Board index » delphi » Arithmetic data compression

Arithmetic data compression

With the help of an article I figured out how to compress a short string
(10 characters) using floating point numbers and calculations, according
to the arithmetic compression algorithm. I used the extended data type
to store the result of the compression as it provides the greatest
precision.

How many consecutive characters can I compress at a time when using
extended, considering that only the fractional part of the number is
relevant? It should be more than 10 characters, as an extended variable
is already 10 bytes long. I guess that after a certain number of
characters, the results of the calculations become to small to store in
a variable of type extended and a data loss would evidently occur.
Is there a better way to implement arithmetic compression?
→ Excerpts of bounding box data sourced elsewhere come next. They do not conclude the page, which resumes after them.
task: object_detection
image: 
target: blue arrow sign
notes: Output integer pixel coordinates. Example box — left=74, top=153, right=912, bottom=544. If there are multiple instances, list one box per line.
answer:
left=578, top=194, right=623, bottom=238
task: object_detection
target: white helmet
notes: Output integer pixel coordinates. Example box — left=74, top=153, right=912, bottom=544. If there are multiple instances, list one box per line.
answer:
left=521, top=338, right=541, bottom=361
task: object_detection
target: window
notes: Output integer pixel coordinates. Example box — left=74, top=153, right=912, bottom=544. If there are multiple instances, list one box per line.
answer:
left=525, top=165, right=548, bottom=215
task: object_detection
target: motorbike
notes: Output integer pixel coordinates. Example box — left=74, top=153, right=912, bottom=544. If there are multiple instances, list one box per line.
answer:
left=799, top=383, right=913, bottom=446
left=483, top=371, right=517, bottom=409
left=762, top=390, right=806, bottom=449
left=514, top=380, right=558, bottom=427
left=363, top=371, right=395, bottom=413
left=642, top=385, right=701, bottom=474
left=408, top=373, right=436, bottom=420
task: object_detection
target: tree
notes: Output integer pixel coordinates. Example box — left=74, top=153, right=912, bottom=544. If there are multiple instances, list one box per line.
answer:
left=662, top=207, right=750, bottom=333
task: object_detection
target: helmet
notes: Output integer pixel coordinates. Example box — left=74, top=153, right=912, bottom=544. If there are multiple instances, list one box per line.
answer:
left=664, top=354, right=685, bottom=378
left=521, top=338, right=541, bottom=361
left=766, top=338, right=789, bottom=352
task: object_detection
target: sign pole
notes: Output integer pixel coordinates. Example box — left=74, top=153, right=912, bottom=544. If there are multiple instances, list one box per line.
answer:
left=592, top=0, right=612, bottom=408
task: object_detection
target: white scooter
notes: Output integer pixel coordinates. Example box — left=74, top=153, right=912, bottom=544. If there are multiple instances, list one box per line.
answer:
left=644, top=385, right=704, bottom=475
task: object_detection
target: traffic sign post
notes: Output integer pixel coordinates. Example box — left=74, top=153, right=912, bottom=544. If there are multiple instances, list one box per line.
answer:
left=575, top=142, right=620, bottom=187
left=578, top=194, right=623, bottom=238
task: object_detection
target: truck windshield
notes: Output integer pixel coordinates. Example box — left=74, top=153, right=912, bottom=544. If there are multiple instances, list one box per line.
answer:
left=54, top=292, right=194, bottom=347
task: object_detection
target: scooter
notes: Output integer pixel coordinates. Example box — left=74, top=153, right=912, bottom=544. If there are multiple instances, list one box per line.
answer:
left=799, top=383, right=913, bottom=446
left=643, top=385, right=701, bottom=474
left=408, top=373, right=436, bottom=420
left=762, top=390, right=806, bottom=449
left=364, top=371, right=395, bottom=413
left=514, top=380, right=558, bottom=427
How does it
stack up against other compression algorithms, both in terms of speed
and compression ratio?

 

Re:Arithmetic data compression


i donna if you are a guru, but according to your message it seems that you
are not familiar with compression,

and, for speed, i suggest you to employ "GNU Compress" for it and for
High(est?) compression with slow speed i suggest "BZip2". (both src code is
availble for d/l at sunsites..(i.e. sunsite.unc.edu etc)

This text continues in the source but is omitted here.